First in-sample predictions: [208500. 181500. 223500. 140000. 250000.]
Actual target values for those homes: [208500, 181500, 223500, 140000, 250000]


In [62]:
# Import the train_test_split function and uncomment
from sklearn.model_selection import train_test_split

# fill in and uncomment
train_X, val_X, train_y, val_y = train_test_split(X,y,random_state=1)

In [64]:
# You imported DecisionTreeRegressor in your last exercise
# and that code has been copied to the setup code above. So, no need to
# import it again
from sklearn.tree import DecisionTreeRegressor
# Specify the model
iowa_model = DecisionTreeRegressor(random_state=1)
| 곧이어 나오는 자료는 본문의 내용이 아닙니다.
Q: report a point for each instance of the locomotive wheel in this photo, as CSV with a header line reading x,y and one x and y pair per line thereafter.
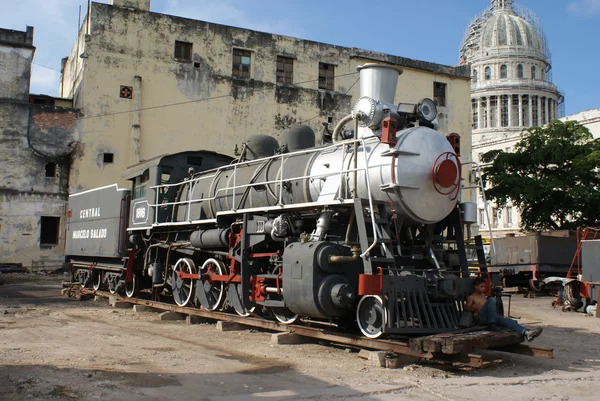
x,y
371,316
183,289
96,279
131,288
234,294
284,315
211,294
113,283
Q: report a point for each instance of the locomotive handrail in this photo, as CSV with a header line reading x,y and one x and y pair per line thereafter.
x,y
191,182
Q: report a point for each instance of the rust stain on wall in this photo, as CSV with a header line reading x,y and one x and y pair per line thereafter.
x,y
47,121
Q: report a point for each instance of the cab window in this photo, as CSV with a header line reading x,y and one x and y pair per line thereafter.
x,y
139,185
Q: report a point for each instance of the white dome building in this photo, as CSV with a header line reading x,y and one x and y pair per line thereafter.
x,y
511,88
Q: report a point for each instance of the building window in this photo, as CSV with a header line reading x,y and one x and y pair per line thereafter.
x,y
439,93
50,170
285,70
326,76
108,158
241,63
126,92
49,230
183,51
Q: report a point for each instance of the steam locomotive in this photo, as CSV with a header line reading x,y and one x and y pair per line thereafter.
x,y
365,231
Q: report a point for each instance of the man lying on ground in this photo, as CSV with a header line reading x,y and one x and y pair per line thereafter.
x,y
484,312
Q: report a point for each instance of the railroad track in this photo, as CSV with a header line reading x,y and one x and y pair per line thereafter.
x,y
397,346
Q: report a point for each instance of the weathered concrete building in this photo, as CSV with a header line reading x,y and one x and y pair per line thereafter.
x,y
149,84
35,137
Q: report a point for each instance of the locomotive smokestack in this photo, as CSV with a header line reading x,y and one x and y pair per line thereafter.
x,y
379,81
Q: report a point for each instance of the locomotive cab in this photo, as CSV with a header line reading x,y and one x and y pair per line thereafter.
x,y
151,205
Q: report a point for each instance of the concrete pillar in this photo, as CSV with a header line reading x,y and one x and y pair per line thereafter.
x,y
520,123
489,112
499,110
530,100
136,129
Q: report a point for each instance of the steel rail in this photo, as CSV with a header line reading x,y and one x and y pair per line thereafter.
x,y
397,346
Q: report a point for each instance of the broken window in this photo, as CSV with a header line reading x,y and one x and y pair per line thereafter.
x,y
126,92
49,227
439,93
183,51
50,170
285,70
241,63
326,76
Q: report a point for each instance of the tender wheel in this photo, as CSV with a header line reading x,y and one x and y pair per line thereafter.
x,y
211,294
284,315
183,289
96,279
131,288
371,316
234,294
113,283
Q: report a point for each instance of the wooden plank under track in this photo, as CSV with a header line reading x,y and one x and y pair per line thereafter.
x,y
458,342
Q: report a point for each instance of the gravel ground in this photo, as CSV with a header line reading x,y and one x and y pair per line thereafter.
x,y
55,348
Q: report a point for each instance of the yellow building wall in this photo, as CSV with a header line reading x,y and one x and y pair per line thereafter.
x,y
187,107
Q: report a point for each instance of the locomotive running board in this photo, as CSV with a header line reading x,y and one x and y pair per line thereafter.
x,y
398,346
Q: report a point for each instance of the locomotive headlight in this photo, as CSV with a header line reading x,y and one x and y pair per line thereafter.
x,y
426,110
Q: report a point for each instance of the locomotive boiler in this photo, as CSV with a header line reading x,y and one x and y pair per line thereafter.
x,y
364,232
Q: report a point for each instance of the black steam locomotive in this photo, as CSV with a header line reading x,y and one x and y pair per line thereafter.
x,y
365,230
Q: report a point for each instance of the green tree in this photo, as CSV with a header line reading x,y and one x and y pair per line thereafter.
x,y
551,177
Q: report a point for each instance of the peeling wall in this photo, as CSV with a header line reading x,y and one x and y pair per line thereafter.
x,y
31,136
197,104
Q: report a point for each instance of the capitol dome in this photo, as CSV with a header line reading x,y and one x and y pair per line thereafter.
x,y
505,29
511,89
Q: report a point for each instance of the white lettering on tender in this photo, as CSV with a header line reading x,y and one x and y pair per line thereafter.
x,y
93,233
88,213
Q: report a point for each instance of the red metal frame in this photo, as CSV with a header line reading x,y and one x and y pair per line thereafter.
x,y
389,127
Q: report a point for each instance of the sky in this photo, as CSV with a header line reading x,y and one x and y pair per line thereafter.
x,y
428,30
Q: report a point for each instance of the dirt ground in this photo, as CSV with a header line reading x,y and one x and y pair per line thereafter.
x,y
55,348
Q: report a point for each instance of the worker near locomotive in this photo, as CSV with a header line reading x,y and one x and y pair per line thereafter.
x,y
365,233
485,311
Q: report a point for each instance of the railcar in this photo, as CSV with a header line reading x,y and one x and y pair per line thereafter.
x,y
362,232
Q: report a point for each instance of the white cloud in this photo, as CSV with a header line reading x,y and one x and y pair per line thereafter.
x,y
584,8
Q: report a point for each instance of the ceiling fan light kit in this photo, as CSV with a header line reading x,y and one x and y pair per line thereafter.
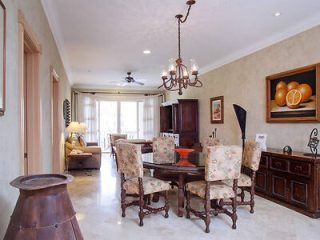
x,y
179,76
130,79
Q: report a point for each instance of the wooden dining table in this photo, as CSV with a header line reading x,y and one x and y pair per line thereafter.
x,y
181,173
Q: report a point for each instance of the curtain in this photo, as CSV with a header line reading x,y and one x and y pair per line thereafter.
x,y
87,113
151,117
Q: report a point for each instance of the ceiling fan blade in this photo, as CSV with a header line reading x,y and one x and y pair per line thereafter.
x,y
139,83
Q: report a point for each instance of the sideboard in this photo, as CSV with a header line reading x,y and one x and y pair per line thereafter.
x,y
292,180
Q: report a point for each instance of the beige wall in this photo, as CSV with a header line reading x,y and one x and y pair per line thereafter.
x,y
243,82
9,133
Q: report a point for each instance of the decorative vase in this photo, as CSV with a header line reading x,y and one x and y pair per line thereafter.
x,y
43,210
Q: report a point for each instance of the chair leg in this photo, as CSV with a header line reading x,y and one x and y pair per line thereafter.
x,y
242,194
123,202
252,192
207,214
188,204
141,214
166,204
234,212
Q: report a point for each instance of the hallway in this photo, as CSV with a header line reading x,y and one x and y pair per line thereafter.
x,y
96,199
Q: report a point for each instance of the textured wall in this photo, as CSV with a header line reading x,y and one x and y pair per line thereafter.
x,y
9,132
243,82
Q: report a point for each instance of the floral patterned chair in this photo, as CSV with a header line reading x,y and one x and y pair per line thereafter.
x,y
134,183
221,163
113,139
250,164
209,142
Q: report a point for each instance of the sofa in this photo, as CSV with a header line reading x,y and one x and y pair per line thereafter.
x,y
78,146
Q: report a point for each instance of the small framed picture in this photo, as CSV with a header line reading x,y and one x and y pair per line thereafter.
x,y
261,138
294,96
216,109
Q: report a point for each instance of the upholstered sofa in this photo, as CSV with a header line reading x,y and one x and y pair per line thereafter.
x,y
79,145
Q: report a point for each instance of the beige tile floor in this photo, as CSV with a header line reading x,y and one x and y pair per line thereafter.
x,y
95,196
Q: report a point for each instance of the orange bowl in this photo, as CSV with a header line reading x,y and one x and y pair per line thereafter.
x,y
184,152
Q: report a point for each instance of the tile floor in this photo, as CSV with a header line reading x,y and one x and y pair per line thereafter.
x,y
95,196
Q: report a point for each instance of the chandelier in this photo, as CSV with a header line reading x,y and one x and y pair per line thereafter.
x,y
179,76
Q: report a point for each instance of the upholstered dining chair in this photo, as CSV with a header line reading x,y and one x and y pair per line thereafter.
x,y
113,139
134,183
250,164
209,141
221,163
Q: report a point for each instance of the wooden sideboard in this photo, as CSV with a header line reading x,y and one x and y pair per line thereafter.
x,y
181,118
292,180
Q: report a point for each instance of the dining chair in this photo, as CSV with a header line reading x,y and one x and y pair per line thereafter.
x,y
221,163
113,139
134,183
250,164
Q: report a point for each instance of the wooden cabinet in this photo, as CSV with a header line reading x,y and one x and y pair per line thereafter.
x,y
181,117
291,180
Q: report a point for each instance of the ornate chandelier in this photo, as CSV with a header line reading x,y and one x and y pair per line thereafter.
x,y
179,77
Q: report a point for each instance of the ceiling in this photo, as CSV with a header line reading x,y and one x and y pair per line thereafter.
x,y
100,40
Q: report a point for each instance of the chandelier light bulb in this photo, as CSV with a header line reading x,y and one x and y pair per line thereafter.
x,y
194,67
164,74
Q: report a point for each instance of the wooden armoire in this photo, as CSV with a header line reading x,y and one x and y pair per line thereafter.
x,y
180,119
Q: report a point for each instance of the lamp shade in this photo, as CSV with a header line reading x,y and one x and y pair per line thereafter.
x,y
83,128
74,127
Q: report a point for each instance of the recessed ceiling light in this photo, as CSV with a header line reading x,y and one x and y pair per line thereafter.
x,y
277,14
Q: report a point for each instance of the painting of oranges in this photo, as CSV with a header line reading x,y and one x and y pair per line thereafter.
x,y
292,95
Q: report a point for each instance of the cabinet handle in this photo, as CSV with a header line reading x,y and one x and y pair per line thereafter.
x,y
278,164
298,168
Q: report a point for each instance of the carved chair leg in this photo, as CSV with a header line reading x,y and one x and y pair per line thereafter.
x,y
141,202
221,203
123,202
166,204
252,192
188,204
234,213
207,214
242,194
214,205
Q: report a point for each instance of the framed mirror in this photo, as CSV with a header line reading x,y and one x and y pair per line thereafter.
x,y
2,58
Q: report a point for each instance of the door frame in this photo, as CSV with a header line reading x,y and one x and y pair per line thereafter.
x,y
55,121
28,43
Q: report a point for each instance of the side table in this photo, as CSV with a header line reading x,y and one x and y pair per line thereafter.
x,y
76,157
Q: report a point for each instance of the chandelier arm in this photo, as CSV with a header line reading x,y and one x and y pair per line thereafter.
x,y
187,15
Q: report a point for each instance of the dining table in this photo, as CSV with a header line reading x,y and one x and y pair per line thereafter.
x,y
193,168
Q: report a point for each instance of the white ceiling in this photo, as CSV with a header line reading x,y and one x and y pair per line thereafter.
x,y
100,40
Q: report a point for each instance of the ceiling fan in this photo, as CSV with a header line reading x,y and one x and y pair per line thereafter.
x,y
130,79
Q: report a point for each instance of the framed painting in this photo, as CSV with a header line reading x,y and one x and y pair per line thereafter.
x,y
216,109
2,58
294,96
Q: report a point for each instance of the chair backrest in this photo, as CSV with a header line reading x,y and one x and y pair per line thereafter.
x,y
163,150
115,137
251,155
129,159
222,162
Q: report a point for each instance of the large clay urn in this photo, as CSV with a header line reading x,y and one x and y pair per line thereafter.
x,y
44,210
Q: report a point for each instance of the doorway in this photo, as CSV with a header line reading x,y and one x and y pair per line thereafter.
x,y
30,126
55,126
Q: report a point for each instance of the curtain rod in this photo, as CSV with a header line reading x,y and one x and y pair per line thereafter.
x,y
118,92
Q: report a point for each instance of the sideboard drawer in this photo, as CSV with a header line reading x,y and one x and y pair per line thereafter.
x,y
279,164
264,162
300,168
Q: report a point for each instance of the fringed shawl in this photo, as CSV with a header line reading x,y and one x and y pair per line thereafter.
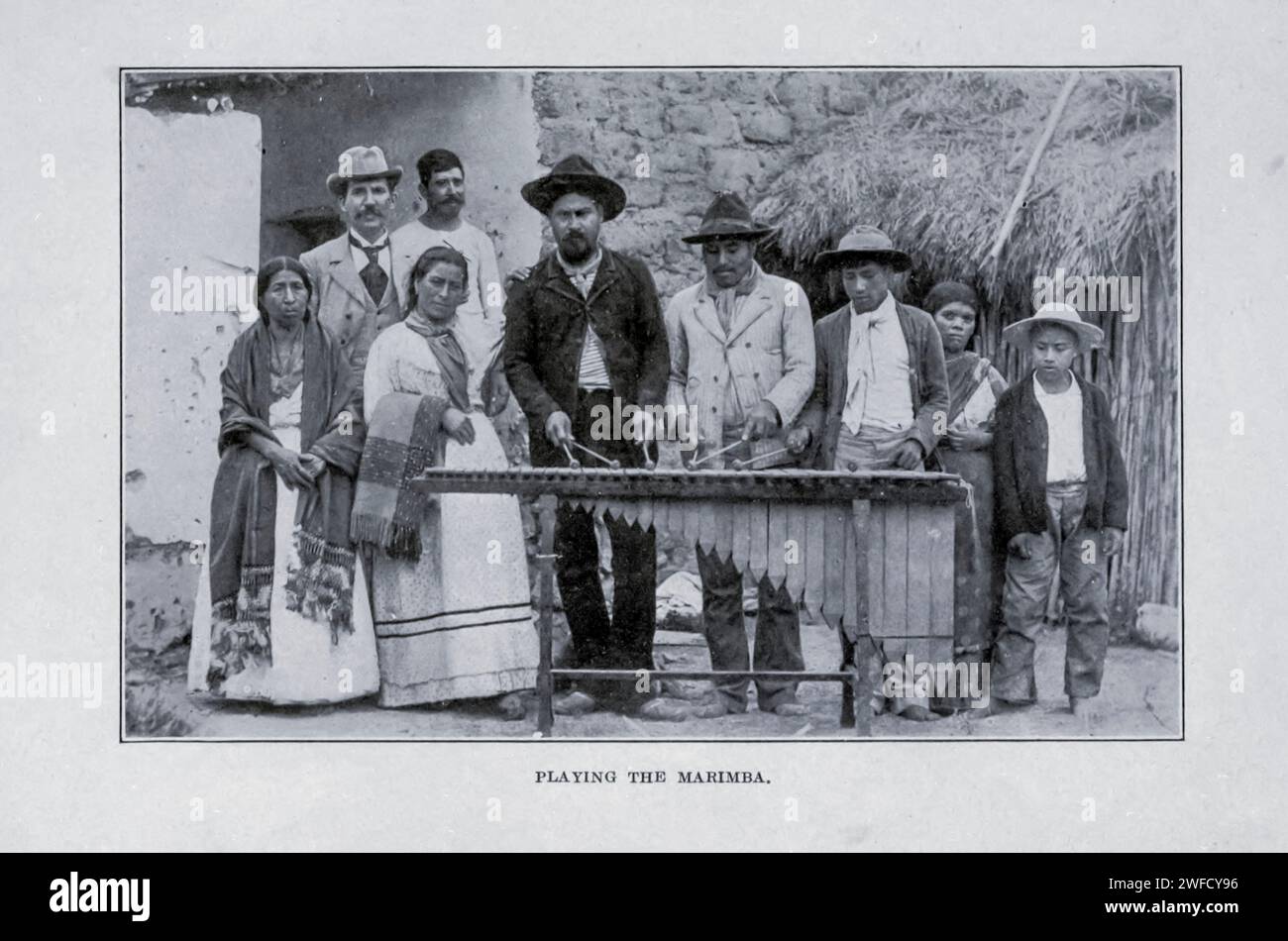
x,y
244,502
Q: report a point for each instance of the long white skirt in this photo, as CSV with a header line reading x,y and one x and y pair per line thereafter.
x,y
307,667
458,623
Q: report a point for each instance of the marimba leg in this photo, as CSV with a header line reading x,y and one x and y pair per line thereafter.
x,y
546,506
848,687
861,681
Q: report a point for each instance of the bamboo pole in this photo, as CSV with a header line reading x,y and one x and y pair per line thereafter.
x,y
1026,180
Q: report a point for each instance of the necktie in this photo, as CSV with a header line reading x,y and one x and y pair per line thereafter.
x,y
373,274
861,356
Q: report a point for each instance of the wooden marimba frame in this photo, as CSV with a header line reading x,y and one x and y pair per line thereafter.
x,y
874,553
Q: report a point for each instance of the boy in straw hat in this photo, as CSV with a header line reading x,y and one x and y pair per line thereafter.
x,y
1060,494
880,393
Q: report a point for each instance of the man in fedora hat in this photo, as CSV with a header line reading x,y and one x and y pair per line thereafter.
x,y
353,273
742,366
584,329
1060,495
880,398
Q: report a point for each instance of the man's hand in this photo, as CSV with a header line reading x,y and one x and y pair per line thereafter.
x,y
761,421
643,426
967,439
458,426
516,274
1019,546
799,439
910,455
1113,541
559,429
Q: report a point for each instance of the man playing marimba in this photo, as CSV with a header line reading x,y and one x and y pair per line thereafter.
x,y
881,386
742,366
585,326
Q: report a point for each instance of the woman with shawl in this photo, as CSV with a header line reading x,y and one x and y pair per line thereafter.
x,y
282,613
974,387
450,575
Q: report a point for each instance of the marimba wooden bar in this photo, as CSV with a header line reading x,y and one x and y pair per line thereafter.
x,y
871,553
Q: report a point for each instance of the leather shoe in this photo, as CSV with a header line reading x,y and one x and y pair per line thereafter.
x,y
660,711
575,703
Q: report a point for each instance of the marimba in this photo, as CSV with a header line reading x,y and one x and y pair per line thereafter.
x,y
871,553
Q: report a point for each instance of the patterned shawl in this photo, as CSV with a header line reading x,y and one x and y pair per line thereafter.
x,y
244,502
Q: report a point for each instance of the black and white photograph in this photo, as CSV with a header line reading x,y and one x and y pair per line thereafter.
x,y
722,403
751,426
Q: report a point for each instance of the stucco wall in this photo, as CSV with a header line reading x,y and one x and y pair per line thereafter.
x,y
189,202
198,192
485,117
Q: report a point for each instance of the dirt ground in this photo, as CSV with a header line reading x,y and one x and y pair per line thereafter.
x,y
1140,698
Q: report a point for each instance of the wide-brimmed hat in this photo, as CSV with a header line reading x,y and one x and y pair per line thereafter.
x,y
866,244
728,216
361,163
1064,314
575,174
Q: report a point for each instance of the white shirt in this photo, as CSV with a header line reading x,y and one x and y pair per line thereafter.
x,y
591,372
384,259
1063,412
877,370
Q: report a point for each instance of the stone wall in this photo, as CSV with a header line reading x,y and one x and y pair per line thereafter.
x,y
674,138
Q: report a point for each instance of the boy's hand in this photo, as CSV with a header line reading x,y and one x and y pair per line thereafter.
x,y
910,455
1113,541
1019,546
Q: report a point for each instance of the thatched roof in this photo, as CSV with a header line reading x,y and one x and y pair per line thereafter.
x,y
1104,189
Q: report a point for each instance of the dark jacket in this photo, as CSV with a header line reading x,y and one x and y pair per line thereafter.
x,y
927,380
1020,460
545,327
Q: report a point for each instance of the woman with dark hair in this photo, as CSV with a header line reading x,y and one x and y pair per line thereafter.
x,y
282,611
974,387
450,578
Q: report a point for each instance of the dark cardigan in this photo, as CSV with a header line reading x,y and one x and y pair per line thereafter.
x,y
1020,463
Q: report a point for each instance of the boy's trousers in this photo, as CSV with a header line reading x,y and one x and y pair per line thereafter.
x,y
1068,557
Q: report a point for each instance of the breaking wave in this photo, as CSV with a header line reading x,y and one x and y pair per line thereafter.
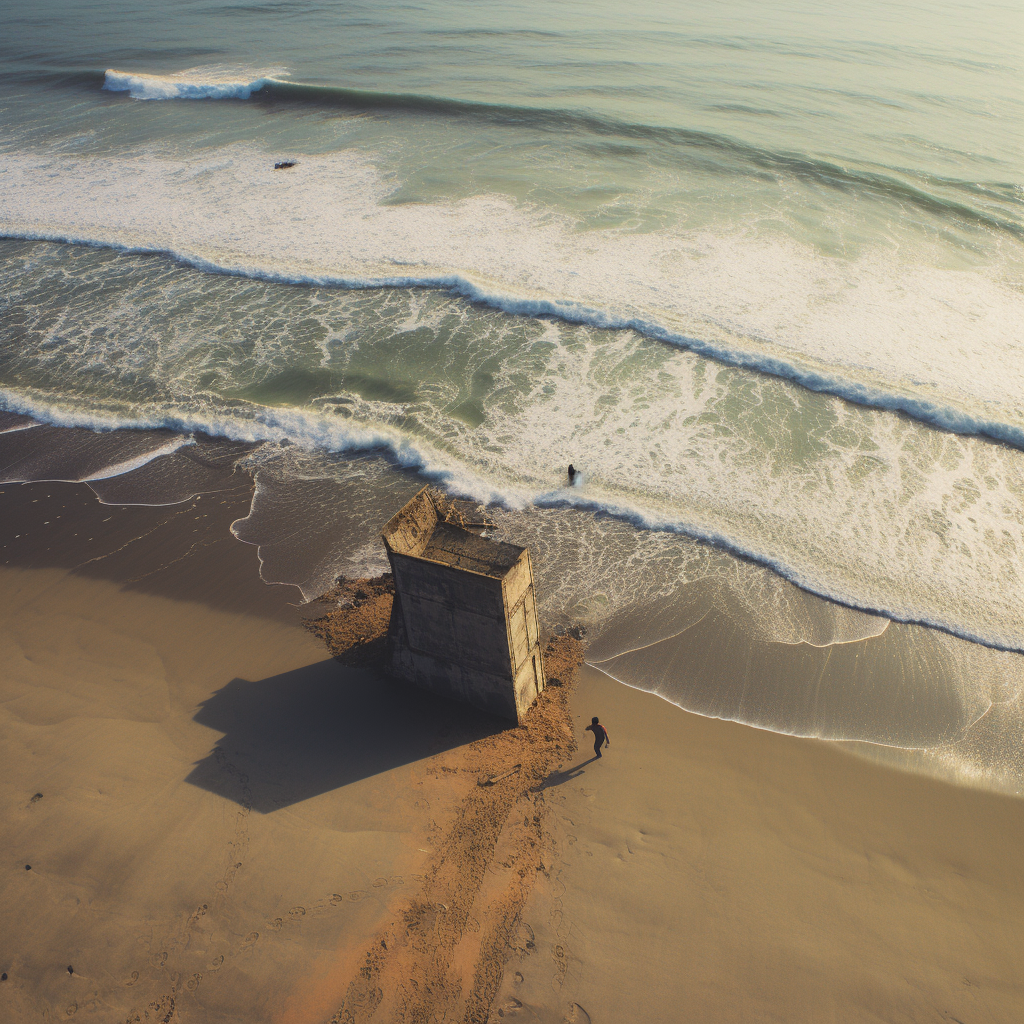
x,y
314,431
201,84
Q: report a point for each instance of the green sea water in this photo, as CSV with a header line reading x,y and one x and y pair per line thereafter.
x,y
758,269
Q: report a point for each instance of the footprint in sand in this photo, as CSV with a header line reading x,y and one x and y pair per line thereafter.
x,y
577,1015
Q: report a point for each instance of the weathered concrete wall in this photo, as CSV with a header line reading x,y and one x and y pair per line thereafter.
x,y
491,691
464,622
451,614
411,527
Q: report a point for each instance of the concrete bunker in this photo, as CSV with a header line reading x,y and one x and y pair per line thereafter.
x,y
464,621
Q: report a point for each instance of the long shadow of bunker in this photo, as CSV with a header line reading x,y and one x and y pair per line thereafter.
x,y
314,729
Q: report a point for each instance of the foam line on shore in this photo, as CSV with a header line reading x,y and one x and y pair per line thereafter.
x,y
315,431
933,414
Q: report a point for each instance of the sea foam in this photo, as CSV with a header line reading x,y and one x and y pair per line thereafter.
x,y
939,345
198,83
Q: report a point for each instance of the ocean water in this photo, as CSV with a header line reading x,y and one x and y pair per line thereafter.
x,y
757,269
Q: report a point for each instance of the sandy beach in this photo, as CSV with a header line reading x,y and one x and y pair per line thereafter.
x,y
208,818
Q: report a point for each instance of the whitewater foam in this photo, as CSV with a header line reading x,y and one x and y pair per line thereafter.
x,y
211,82
942,346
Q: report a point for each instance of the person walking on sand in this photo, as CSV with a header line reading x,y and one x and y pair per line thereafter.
x,y
600,736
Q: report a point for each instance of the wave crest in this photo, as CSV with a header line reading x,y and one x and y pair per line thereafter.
x,y
197,83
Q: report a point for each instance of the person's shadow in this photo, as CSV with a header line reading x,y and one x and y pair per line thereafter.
x,y
567,775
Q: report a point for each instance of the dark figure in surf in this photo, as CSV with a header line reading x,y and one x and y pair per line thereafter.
x,y
600,736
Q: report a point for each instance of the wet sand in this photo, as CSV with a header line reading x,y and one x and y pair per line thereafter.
x,y
231,823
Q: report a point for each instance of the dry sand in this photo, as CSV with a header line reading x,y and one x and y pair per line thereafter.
x,y
236,827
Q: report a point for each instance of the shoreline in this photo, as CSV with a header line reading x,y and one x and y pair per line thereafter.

# Fit iowa_model with the training data.
iowa_model.fit(train_X,train_y)


In [65]:
# Predict with all validation observations
val_predictions = iowa_model.predict(val_X)

In [66]:
# Inspect your predictions and actual values from validation data.
# print the top few validation predictions
print(iowa_model.predict(val_X)[:5])
# print the top few actual prices from validation data
print(list(val_y[:5]))

[186500. 184000. 130000.  92000. 164500.]
[231500, 179500, 122000, 84500, 142000]


In [67]:
# Calculate the Mean Absolute Error in Validation Data

from sklearn.metrics import mean_absolute_error
val_mae = mean_absolute_error(val_y,val_predictions)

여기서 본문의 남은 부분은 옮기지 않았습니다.